I'm confused, that's not what I said or implied?


> feedback from tens of thousands of engineers writing tens of thousands of public projects in Rust and Zig


Oh, yes, the Rust team does "market research" and interviews people to see how they use the language, where the pain points are, etc. They have talks at Rustconf about how they gather information on how the language is used. Never seen them mention Jai.

https://www.youtube.com/watch?v=f0N3m8U0b2k


> How has Jai introduce ideas if it’s not even released?

These are orthogonal concepts. Jai can or cannot introduce ideas, and Jai can or cannot be released. As of now, it is in fact so that Jai has introduced ideas, and has been released to a closed group of beta testers.

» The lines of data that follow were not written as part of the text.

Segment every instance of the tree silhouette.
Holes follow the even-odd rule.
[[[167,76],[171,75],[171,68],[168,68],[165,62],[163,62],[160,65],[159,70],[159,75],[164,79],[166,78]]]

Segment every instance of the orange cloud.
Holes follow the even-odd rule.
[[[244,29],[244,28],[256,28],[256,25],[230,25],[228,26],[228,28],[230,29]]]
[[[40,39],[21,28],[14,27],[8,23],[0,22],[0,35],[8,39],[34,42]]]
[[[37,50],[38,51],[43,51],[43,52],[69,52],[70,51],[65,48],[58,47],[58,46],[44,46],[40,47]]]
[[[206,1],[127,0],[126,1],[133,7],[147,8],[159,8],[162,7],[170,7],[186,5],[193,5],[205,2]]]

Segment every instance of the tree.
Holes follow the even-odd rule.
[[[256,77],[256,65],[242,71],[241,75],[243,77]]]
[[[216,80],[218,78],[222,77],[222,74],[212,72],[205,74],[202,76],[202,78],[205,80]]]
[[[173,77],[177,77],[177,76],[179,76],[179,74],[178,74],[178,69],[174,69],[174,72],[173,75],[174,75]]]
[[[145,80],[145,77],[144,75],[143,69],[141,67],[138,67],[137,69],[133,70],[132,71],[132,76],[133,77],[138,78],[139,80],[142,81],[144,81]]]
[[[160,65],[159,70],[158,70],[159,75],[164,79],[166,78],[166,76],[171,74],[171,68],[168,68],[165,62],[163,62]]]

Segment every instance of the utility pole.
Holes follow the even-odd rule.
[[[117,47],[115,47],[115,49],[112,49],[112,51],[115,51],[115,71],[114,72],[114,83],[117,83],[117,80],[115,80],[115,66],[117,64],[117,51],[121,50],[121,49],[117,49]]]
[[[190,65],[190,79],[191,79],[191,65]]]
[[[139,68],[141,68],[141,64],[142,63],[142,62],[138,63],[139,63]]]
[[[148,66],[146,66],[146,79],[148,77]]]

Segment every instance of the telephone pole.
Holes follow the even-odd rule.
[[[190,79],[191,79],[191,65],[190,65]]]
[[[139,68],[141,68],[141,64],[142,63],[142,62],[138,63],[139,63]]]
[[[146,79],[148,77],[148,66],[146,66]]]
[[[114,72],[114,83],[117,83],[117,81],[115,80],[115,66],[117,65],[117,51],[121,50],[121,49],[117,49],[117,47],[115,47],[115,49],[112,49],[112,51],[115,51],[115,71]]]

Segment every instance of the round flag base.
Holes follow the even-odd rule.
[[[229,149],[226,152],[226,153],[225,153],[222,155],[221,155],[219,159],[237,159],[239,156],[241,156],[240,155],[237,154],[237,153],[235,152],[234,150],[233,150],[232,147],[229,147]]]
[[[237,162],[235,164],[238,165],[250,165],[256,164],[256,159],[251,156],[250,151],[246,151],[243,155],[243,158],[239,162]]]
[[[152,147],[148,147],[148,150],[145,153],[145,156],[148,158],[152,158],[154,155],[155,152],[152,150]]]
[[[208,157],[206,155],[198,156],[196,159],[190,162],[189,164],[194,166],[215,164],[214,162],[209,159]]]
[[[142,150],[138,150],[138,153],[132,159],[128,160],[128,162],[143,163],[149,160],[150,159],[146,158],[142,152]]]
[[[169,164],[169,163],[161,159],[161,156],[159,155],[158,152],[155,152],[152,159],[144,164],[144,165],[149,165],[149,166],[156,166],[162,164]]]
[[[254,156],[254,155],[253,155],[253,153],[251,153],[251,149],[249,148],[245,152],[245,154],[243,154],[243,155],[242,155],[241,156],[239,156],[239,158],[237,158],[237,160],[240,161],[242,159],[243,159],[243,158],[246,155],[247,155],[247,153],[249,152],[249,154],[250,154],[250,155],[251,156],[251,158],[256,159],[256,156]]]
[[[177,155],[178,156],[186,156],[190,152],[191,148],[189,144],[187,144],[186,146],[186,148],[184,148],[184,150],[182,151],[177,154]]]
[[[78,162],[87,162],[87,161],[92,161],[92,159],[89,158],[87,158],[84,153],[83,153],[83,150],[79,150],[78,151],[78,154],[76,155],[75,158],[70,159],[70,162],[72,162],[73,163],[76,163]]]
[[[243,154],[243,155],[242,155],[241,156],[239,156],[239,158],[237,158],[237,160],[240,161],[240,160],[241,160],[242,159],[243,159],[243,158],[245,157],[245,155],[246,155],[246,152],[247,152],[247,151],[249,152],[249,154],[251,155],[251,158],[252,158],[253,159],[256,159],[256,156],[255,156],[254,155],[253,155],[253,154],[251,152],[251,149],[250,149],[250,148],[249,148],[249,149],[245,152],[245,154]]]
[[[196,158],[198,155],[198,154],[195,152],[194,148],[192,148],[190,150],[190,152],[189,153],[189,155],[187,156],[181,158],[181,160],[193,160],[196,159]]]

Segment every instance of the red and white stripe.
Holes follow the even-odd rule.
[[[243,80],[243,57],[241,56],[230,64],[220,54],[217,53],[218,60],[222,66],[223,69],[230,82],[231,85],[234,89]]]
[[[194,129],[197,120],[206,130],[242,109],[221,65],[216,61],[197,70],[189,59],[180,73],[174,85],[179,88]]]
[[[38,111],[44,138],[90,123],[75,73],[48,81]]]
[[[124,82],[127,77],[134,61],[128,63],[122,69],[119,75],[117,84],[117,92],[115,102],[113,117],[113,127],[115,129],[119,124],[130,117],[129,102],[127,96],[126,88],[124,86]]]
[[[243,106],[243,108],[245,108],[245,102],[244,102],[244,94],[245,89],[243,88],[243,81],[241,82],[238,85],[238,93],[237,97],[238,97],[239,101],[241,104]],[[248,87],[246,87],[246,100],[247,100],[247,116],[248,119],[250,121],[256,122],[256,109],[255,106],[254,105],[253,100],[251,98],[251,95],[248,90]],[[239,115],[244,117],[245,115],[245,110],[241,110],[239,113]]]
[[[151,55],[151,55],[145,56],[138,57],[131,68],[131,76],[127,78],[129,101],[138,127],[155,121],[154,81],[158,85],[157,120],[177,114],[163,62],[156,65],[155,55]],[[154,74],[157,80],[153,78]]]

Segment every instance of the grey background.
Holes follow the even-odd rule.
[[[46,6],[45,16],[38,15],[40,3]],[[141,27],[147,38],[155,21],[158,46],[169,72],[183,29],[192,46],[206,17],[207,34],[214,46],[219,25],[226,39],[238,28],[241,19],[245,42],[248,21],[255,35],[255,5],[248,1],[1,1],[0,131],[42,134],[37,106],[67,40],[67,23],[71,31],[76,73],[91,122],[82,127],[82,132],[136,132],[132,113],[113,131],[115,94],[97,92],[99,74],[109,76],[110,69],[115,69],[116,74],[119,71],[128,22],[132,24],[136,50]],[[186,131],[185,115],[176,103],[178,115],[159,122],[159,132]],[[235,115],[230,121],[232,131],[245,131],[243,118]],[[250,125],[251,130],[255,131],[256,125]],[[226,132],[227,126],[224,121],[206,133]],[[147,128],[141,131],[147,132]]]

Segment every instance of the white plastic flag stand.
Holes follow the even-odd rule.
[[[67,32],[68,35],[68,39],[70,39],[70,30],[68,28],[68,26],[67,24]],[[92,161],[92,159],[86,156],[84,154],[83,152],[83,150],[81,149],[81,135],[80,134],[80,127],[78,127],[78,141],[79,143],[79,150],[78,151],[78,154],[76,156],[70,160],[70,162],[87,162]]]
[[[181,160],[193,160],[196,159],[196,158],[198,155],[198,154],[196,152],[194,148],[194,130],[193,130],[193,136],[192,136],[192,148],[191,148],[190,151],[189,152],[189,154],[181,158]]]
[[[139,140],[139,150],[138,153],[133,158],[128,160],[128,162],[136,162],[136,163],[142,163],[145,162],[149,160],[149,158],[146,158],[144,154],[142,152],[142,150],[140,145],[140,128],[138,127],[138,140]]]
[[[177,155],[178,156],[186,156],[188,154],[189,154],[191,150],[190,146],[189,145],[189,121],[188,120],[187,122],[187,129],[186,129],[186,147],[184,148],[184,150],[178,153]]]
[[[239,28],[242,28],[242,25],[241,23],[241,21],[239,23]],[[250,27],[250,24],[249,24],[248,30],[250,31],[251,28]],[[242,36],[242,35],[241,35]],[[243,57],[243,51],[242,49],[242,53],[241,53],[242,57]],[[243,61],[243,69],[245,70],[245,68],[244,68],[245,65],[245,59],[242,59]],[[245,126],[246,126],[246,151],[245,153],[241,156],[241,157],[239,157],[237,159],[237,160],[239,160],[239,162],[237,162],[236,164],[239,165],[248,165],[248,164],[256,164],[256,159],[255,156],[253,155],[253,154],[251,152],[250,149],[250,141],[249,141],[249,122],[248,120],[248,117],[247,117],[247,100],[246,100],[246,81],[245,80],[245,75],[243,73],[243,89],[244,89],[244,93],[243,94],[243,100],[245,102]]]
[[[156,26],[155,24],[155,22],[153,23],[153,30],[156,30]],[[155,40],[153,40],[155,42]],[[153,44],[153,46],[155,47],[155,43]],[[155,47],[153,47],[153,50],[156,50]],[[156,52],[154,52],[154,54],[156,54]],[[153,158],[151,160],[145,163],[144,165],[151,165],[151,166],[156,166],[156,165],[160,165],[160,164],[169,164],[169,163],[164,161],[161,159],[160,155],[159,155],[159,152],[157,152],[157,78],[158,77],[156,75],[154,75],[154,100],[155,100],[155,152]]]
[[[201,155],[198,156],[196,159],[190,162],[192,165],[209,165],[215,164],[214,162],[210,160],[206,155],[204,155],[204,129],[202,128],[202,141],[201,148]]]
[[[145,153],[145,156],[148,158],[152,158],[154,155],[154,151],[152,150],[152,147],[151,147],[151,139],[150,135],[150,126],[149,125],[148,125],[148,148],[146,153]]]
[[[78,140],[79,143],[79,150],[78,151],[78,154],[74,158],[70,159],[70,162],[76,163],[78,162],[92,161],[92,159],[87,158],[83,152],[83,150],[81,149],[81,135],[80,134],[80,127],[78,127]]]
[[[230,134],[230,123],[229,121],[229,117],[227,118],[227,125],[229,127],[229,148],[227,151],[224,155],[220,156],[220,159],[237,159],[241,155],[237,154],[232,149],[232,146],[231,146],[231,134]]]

> How can we claim to know what it did “right” when only a few projects have been built in it?

To judge whether Jai did something right, in my opinion, it suffices to read the documentation and experience someone else programming second-hand and take advantage of its offerings, namely making programming less tedious, more enjoyable, more safe. It appears to me that you set the bar of usefulness or success too high for no good reason.


I've watched enough hours of his streams to know that this is NOT a reductive take. Blow is one of the most arrogant developers and game designers, and believes that nearly everyone else is an idiot.

He's somewhat Musk adjacent in his need to be viewed as smart (but I guess he does so least have way more programming chops than Musk, so I'll give him that).


The writing of Braid wasn't fantastic imo. But the game really spoke for itself.